We have also assumed that (i) the Registration Statement and any amendments thereto (including any post-effective amendments) will have become effective and comply with all applicable laws and no stop orders suspending the Registration Statement’s effectiveness will have been issued and remain in effect, in each case, at the time the Shares are offered or issued as contemplated by the Registration Statement, (ii) with respect to the offering and sale of Secondary Shares, a prospectus supplement will have been prepared and filed with the Commission identifying the selling stockholders of the Shares and will at all relevant times comply with all applicable laws, (iii) with respect to the issuance, offering and sale of Shares by the Company, the issuance (including the execution, delivery and performance thereof) and the terms of the Shares and the terms of any offering and sale of the Shares have been duly authorized by the Company, (iv) the Company has timely filed all necessary reports pursuant to the Securities Exchange Act of 1934, as amended, which are incorporated into the Registration Statement by reference, (v) all Shares will be issued, offered and sold and all Secondary Shares will be offered and sold in compliance with applicable federal and state securities laws and in the manner stated in the Registration Statement and the appropriate prospectus supplement, (vi) a definitive purchase, underwriting or similar agreement and any other necessary agreement, instrument or document with respect to any Shares or Secondary Shares, as applicable, will have been duly authorized and validly executed and delivered by the Company and the other party or parties thereto, including in the case of Secondary Shares, the selling stockholders, (vii) in the case of the issuance, offering and sale of Shares by the Company, the Company has received the consideration therefore specified in any applicable definitive underwriting or similar agreement and that the consideration for such Shares is at least equal to the par value of such Shares, and (viii) any Shares or Secondary Shares issuable upon conversion, exercise or exchange of any Shares or Secondary Shares, as applicable, being offered or issued will be duly authorized and, if appropriate, reserved for issuance upon such conversion, exercise or exchange.

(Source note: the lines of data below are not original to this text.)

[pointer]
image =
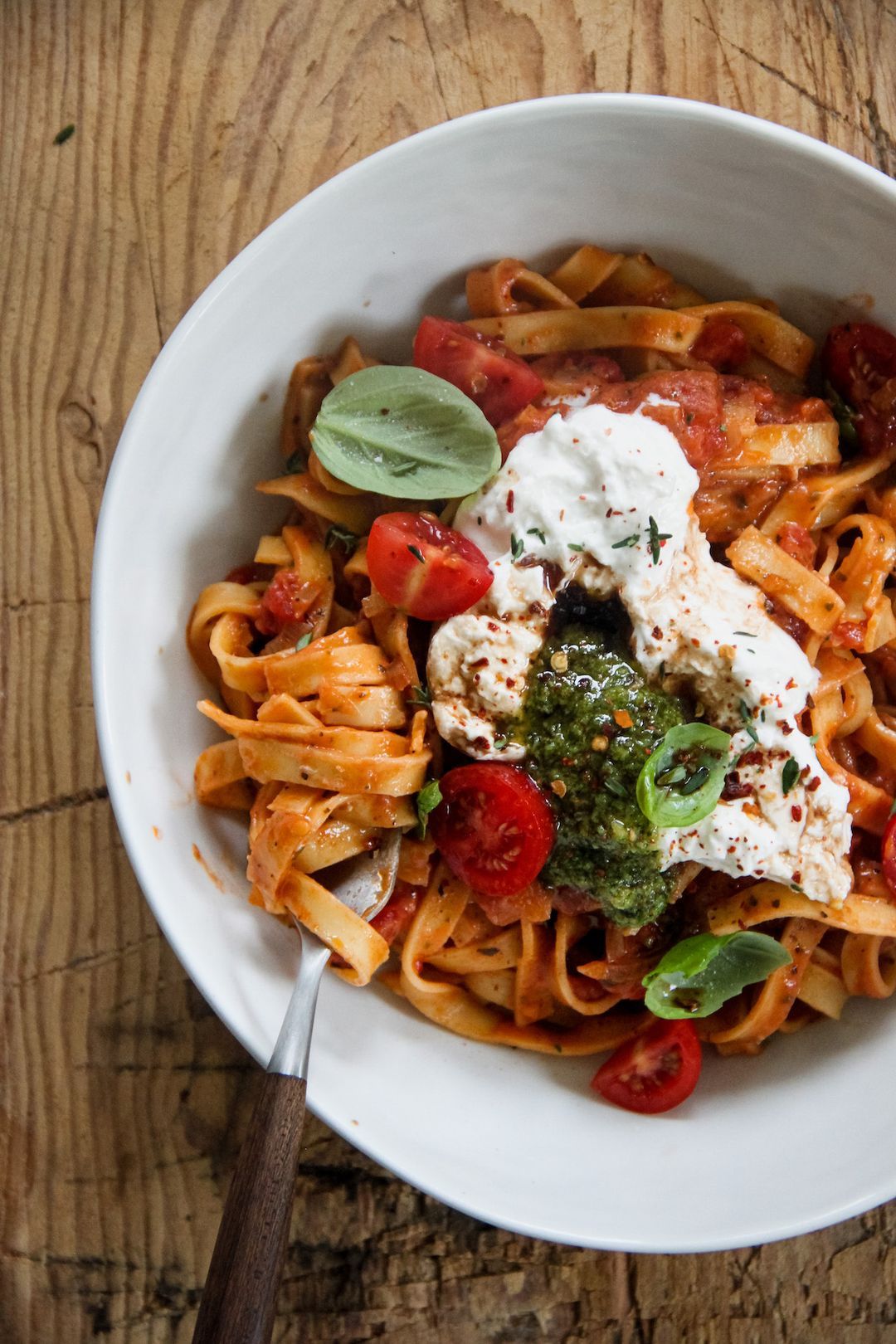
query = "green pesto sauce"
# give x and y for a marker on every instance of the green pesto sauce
(605, 845)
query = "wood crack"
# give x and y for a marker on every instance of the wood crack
(436, 65)
(52, 806)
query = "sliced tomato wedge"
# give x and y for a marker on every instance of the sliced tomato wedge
(494, 827)
(655, 1071)
(425, 567)
(722, 343)
(859, 360)
(494, 377)
(889, 855)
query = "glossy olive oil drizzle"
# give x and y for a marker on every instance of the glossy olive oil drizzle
(590, 722)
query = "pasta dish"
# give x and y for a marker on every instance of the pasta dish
(592, 600)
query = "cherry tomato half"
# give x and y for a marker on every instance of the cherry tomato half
(655, 1071)
(889, 855)
(494, 827)
(425, 567)
(860, 363)
(497, 381)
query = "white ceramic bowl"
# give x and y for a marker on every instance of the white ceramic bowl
(794, 1140)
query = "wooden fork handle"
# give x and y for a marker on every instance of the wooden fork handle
(240, 1298)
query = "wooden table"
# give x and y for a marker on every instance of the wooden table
(123, 1099)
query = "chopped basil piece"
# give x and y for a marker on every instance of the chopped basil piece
(844, 414)
(746, 714)
(699, 975)
(340, 537)
(681, 782)
(427, 800)
(655, 538)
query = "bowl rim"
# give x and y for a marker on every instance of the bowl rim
(102, 578)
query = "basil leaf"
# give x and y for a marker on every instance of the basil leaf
(427, 800)
(699, 975)
(405, 433)
(683, 780)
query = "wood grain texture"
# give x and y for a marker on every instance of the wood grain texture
(123, 1101)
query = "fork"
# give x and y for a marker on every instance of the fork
(240, 1298)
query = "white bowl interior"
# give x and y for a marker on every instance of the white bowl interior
(735, 207)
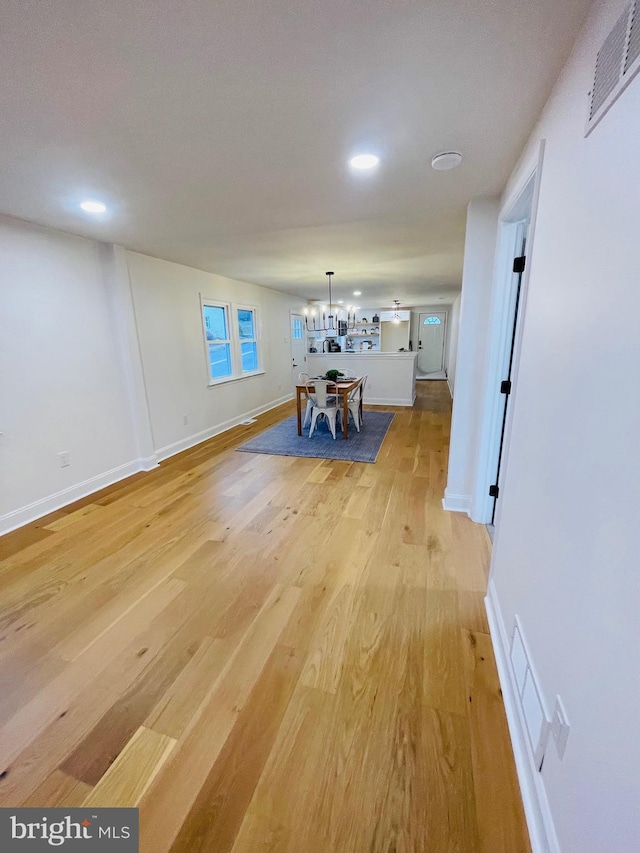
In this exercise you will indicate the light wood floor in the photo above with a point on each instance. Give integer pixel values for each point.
(264, 653)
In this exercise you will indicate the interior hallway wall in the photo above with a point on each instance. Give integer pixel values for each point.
(566, 548)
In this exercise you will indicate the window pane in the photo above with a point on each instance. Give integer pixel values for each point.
(245, 324)
(249, 356)
(215, 323)
(219, 360)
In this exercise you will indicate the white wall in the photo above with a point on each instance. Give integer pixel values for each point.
(167, 307)
(451, 354)
(63, 387)
(81, 372)
(566, 550)
(477, 278)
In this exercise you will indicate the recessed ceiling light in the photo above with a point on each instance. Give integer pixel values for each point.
(446, 160)
(364, 161)
(93, 206)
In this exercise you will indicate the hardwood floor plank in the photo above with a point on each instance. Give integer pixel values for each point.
(500, 819)
(59, 789)
(265, 653)
(126, 781)
(163, 810)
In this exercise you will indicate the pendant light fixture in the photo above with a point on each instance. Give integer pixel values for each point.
(329, 322)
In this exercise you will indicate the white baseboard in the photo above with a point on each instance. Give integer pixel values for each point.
(198, 437)
(390, 401)
(456, 503)
(31, 512)
(534, 796)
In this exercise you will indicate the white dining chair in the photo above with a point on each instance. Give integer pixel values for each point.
(322, 405)
(354, 402)
(304, 378)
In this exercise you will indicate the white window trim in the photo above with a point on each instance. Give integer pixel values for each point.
(230, 309)
(237, 306)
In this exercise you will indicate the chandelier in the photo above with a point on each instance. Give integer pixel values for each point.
(328, 322)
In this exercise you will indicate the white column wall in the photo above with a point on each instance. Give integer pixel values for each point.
(451, 356)
(477, 278)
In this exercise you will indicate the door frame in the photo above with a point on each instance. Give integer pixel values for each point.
(445, 335)
(293, 314)
(522, 205)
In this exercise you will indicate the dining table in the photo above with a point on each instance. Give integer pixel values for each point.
(342, 388)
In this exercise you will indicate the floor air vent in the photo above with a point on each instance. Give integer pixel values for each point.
(617, 63)
(532, 705)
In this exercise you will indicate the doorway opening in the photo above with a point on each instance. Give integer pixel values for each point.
(516, 226)
(298, 348)
(431, 335)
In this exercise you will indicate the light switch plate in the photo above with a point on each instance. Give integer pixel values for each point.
(560, 727)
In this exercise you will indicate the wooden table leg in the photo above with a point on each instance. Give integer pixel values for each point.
(345, 414)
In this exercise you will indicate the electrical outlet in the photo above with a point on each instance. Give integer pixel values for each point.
(560, 727)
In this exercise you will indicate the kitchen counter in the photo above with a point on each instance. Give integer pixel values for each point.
(392, 375)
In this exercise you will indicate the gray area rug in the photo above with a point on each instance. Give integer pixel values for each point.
(363, 446)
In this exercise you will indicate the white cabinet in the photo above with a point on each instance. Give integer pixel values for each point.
(387, 316)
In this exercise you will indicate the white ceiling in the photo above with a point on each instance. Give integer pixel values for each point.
(218, 131)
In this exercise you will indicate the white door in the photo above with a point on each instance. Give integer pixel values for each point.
(298, 347)
(431, 342)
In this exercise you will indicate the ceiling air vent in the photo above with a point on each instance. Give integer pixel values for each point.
(617, 63)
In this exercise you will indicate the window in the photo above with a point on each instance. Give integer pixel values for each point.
(216, 327)
(232, 342)
(248, 339)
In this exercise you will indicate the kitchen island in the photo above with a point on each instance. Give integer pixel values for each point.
(392, 375)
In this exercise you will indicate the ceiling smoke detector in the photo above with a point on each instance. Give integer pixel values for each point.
(446, 160)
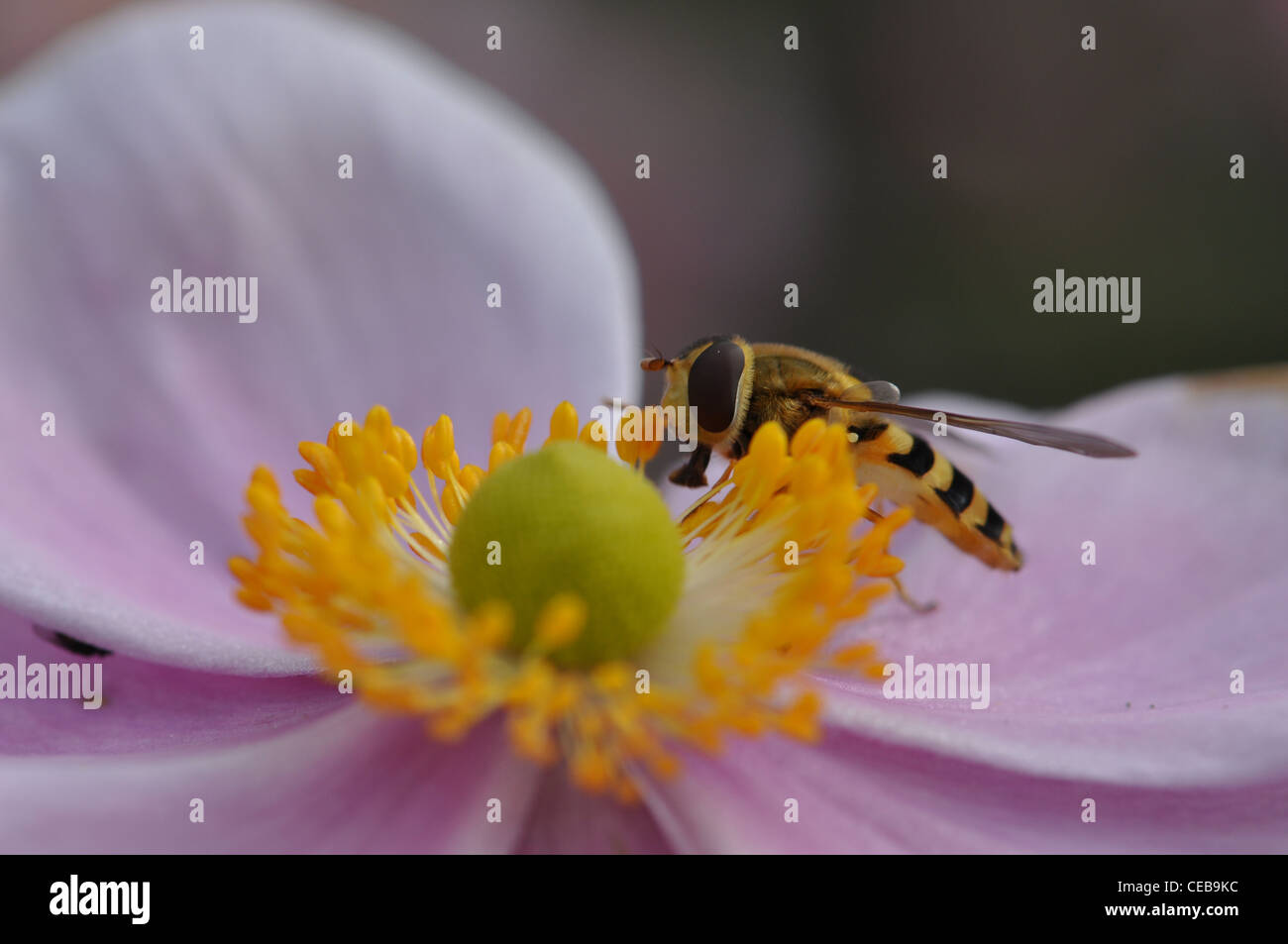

Based on the foregoing, and subject to the qualifications stated herein, we are of the opinion that (i) the Secondary Shares that are already outstanding are and (ii) the Shares, when sold as contemplated by the Registration Statement, will be validly issued, fully paid and non-assessable.
The opinion expressed herein is limited to the corporate laws of the State of Delaware and we express no opinion as to the effect on the matters covered by this letter of the laws of any other jurisdiction.
We hereby consent to the filing of this letter as an exhibit to the Registration Statement and to the reference to our firm under the caption “Legal Matters” in the prospectus which is a part of the
Registration Statement. In giving such consent we do not hereby admit that we are in the category of persons whose consent is required under Section 7 of the Act or the rules and regulations of the Commission.